猫のことかと思ったら・・・「固体」であり「液体」である、物質の新たな状態があることを発見(英研究) (2/3ページ)

image credit:McBride et al。、Phys Rev. B、2015
似たようなことは、ほかの物質でも知られている。たとえば、導電性を持つ金属ナトリウムなら高圧の中では絶縁体になる。またリチウムなら高圧かつ低温条件では超電導体になる。

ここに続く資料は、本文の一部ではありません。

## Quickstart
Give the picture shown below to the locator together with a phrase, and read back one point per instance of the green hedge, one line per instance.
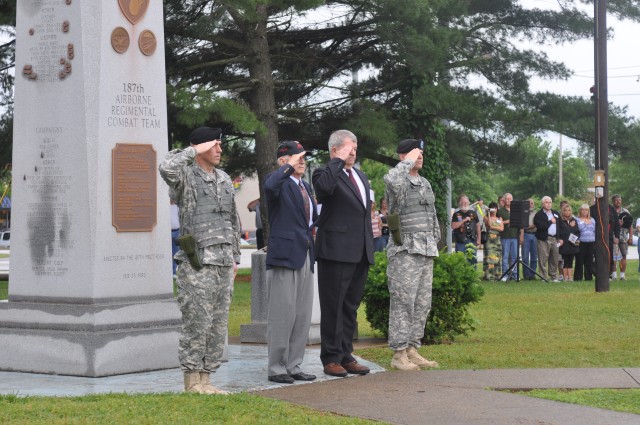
(456, 285)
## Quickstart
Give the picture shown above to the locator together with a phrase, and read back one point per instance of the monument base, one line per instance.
(89, 340)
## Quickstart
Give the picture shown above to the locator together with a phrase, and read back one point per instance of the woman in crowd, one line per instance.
(569, 242)
(376, 225)
(584, 260)
(493, 247)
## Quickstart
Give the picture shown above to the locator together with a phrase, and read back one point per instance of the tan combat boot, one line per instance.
(192, 383)
(401, 362)
(207, 388)
(417, 359)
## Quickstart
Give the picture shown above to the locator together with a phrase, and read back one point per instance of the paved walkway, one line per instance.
(450, 397)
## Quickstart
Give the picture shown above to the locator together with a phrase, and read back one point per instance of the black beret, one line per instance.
(289, 148)
(204, 134)
(407, 145)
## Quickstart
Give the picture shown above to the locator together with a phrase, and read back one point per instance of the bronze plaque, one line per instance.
(120, 40)
(133, 186)
(134, 10)
(147, 42)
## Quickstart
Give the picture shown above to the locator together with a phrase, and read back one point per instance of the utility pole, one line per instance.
(601, 182)
(560, 183)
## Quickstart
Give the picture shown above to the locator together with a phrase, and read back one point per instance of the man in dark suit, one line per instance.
(290, 260)
(344, 250)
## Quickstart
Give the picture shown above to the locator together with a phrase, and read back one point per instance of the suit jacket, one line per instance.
(344, 227)
(542, 223)
(290, 237)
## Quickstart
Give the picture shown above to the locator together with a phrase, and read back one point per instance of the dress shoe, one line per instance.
(355, 368)
(281, 379)
(334, 369)
(301, 376)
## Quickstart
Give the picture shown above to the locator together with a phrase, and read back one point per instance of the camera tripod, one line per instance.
(515, 263)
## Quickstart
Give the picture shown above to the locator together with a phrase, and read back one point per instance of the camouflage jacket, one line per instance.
(397, 181)
(177, 170)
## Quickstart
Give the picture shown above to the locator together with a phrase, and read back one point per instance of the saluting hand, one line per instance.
(203, 147)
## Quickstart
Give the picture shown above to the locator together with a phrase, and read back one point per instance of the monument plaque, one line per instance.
(87, 298)
(147, 42)
(120, 40)
(134, 188)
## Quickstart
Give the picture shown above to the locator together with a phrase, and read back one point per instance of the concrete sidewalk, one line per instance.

だがカリウムの場合、この状態のときに熱を加えると、鎖が消失するのである。
研究者はこの現象を「鎖融解転移(chain-melting transition)」と呼んでおり、カリウムの鎖が秩序ある状態から無秩序な状態に転移しているのだと考えている。

image credit:カリウム片 Dnn87/Wikimedia Commons, CC BY 3.0
・秩序を保ちつつ、無秩序な状態へ
シミュレーションで、カリウム原子が極限条件にさらされたときの挙動を観察したところ、圧力(2~4ギガパスカル)と温度が十分に高くなると、原子は鎖と格子が連結された状態にならぶことがわかった。
このとき、格子状にならぶ原子同士の化学的相互作用は強く、400~800ケルビン(126.85~526.85度)の温度でも秩序ある固体であり続ける。
ところが鎖はといえば、解けて無秩序な液体になるのである。
研究者は、この新しい状態を「鎖融解相(chain-melted phase)」と呼んでおり、ナトリウムやビスマスのようなほかの物質でもありえるのではと考えている。